Standardized VR simulation scenarios provide an infinitely repeatable learning experience. Scenarios unfold differently depending on how a learner engages with a patient, with no risk to the patient no matter what the learner does. This means that learners can make mistakes safely and without anxiety until they are confident in a scenario.
“The ability for our nursing students to practice standardized, realistic clinical scenarios whenever they need is game-changing.”
— Executive Director of Simulation, NYU Rory Meyers College of Nursing
Developing this confidence is crucial to creating independent, capable healthcare staff. A 2020 report highlighted poor clinical decision-making as a factor in 65% of entry-level nurse errors; it also found that just one-third of graduate nurses are confident in their practice.
The good news is that standardized VR simulation scenarios can significantly improve knowledge retention and self-confidence in learners, which diminishes the likelihood of medical error.
3. Personalized learning for every user
Learners, trainees, and experienced professionals all have different requirements and expectations of training. Unfortunately, traditional methods make it difficult to create programs that acknowledge each learner’s individual needs.
Here’s some good news — no matter the career stage or specialization, virtual reality can train healthcare professionals in ways that work best for them.
With its combination of visual, auditory, and kinaesthetic input, VR can accommodate a range of individual learning styles. On-demand access also means users can choose where and when they prefer to practice providing even more customized learning.

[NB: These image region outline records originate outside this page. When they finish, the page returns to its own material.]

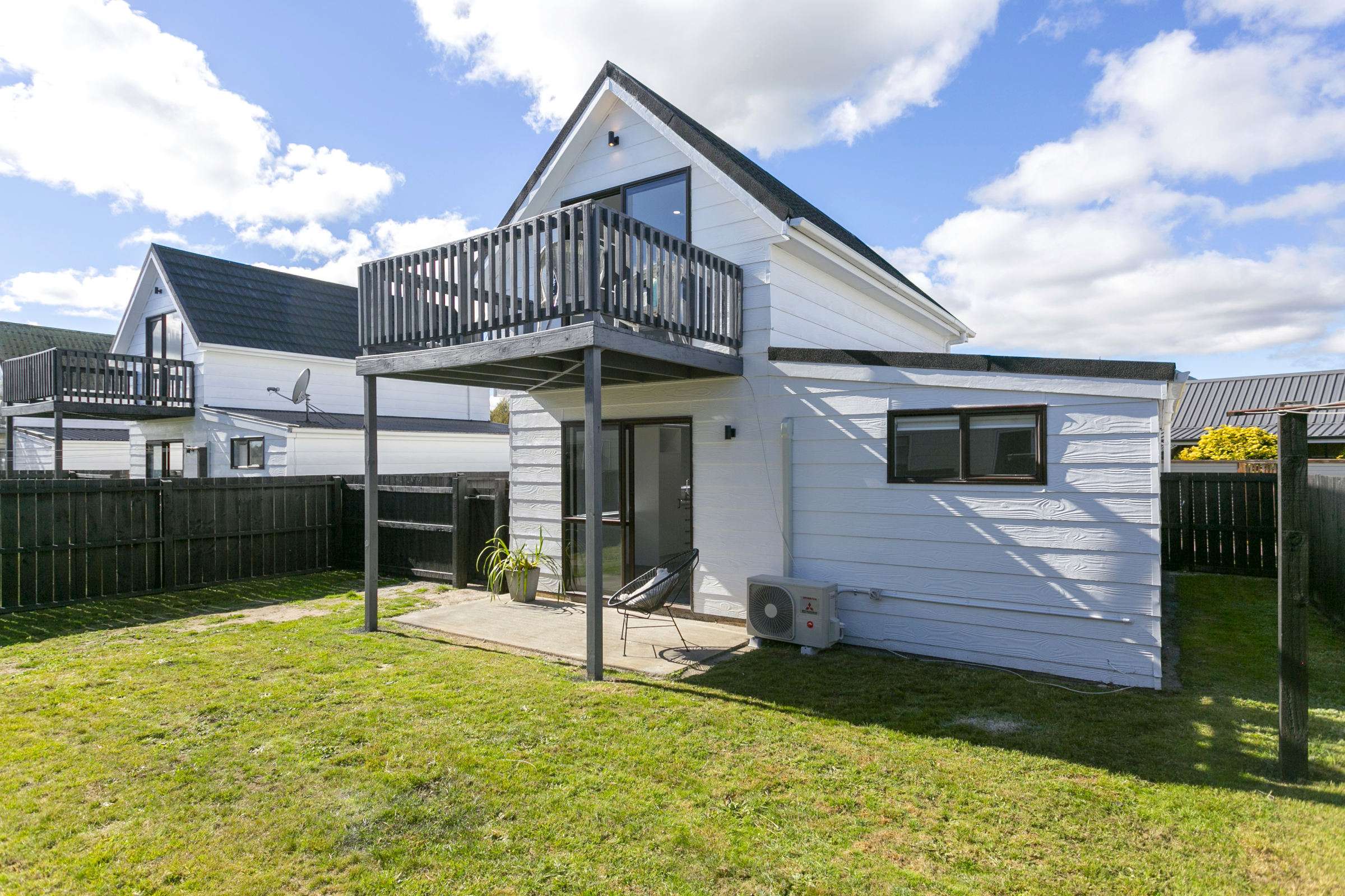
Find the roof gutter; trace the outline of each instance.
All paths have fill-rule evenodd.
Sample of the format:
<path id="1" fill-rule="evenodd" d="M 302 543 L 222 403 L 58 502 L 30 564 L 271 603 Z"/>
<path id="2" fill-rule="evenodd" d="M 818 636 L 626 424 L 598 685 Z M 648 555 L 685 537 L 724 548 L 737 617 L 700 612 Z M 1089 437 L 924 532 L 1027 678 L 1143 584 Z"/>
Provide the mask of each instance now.
<path id="1" fill-rule="evenodd" d="M 927 301 L 923 296 L 912 293 L 905 283 L 896 279 L 894 277 L 892 277 L 892 274 L 886 273 L 881 267 L 876 267 L 872 262 L 869 262 L 869 259 L 863 258 L 862 255 L 858 255 L 849 246 L 839 242 L 835 236 L 826 232 L 824 230 L 810 222 L 807 218 L 787 219 L 784 222 L 784 227 L 780 228 L 780 234 L 787 235 L 787 231 L 790 228 L 798 230 L 808 239 L 818 243 L 823 243 L 833 253 L 837 253 L 843 258 L 849 259 L 850 263 L 858 267 L 861 273 L 863 273 L 866 277 L 869 277 L 873 281 L 877 281 L 884 289 L 897 293 L 898 296 L 913 304 L 916 308 L 919 308 L 921 312 L 937 320 L 944 326 L 956 330 L 963 337 L 963 340 L 968 340 L 976 334 L 974 329 L 963 324 L 954 314 L 939 308 L 933 302 Z"/>

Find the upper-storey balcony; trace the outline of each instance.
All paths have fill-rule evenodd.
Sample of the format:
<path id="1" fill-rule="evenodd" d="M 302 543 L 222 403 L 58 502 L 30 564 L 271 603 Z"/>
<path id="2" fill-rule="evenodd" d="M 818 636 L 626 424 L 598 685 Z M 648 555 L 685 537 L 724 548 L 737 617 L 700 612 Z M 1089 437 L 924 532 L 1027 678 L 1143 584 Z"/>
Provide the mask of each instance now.
<path id="1" fill-rule="evenodd" d="M 48 348 L 12 357 L 4 372 L 4 416 L 83 416 L 139 420 L 191 416 L 191 361 Z"/>
<path id="2" fill-rule="evenodd" d="M 596 201 L 360 266 L 364 375 L 496 388 L 740 373 L 742 269 Z"/>

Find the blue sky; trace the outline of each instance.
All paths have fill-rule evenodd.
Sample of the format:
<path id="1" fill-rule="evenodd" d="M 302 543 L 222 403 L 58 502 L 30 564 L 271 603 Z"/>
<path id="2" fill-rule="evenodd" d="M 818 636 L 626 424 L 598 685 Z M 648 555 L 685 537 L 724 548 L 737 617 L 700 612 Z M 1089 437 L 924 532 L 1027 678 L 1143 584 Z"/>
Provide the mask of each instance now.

With VR sim, users have an extensive library of scenarios at their fingertips. A wide range of scenarios gives learners the choice to focus on specific areas of expertise or refine their general patient care. If users vary in confidence across topics, that’s not an issue. They can repeat scenarios as little or as often as they need before they put their skills into practice.
Looking to understand the strengths and weaknesses of specific users? Leading VR sim platforms, such as OMS, offer comprehensive analytics tracking for this reason. It’s ideal for monitoring participant performance and tailoring learning based on concrete results. It also allows users to monitor their progress, track improvement and adjust training accordingly. Detailed feedback, tailored to each user’s performance, helps students and professionals alike to improve and maintain the skills they need for exceptional patient care.
The Bottom Line
VR provides exceptional learning experiences — It’s immersive, scalable, and can be tailored to an individual’s needs. Virtual reality even enables collaboration, with research suggesting that team-based VR training, such as OMS Interprofessional, could reduce patient mortality by up to 15 percent!
Optimizing training is essential to delivering the next generation of healthcare professionals — and for keeping our current practitioners clinically competent. With medical errors costing up to $20 billion a year, VR simulation can bridge the gap to hone skills, encourage staff retention, and make a remarkable difference to patient outcomes.